Our multiarch build time out, whereas they should fail immediately on any error in the unit tests.
The issue is correlated with the virtualization solution: x86 uses gce vms and the others use lxd.
As travis has planned to switch x86 to lxd as well, it would be nice to fix this regression before that happens.
Here is a test matrix, where builds should either fail or pass within one minute. However, it can be seen that failing lxd builds last 10 minutes (the default timeout).
I’ve been stuck on this problem for months: basically right after the arm/s390x/ppc64le support was announced, I made https://github.com/gap-system/gap/pull/3744 and for all three architectures, the tests end in a timeout. I’ve changed our executable to abort and inserted a bunch of echo FOOBAR NNN statements in the script orchestrating the CI run to narrow it down, and it’s always the same: our exec exits with a non-zero code (or crashes via abort), and then… nothing; the shell script that launched it does not continue to execute, the VM just hangs until the timeout kills it.

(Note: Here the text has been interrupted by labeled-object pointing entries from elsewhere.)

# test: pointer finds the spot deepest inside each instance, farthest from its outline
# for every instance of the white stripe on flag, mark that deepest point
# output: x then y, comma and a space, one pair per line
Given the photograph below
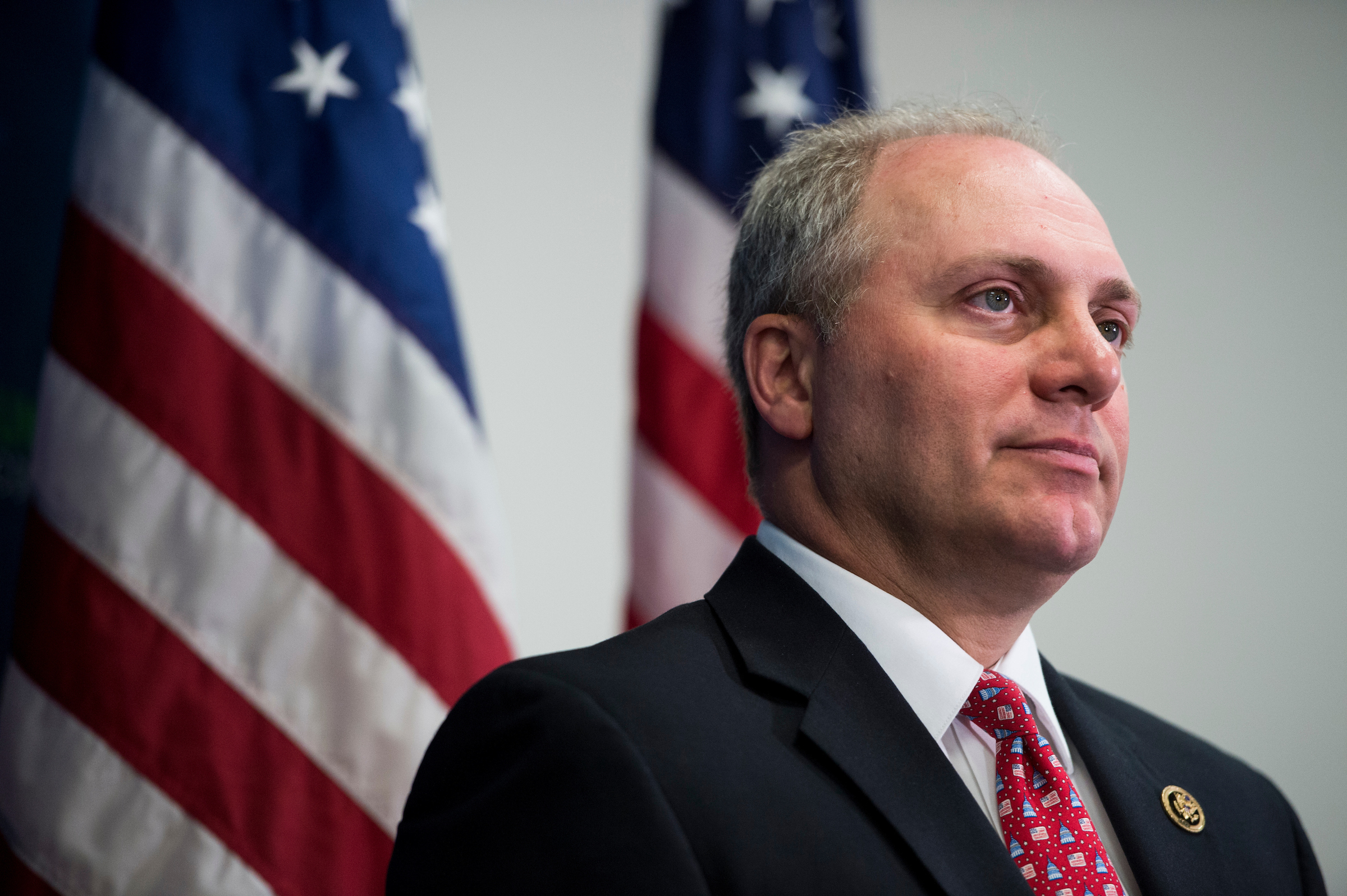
690, 243
89, 824
209, 573
295, 314
679, 544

Sadly that means we can’t use these; I was looking in particular forward to having s390x available so that we finally could do CI tests on a big endian machine. Ah well
Don’t set errexit in the main shell. This shell also runs the build’s internal logic and the sudden exit terminates it abnormally.
If a failing command should terminate the build, put it into a section other than script: – i.e. install. The script: section is designed to run tests – i.e. stuff that you want to run to completion even if something fails.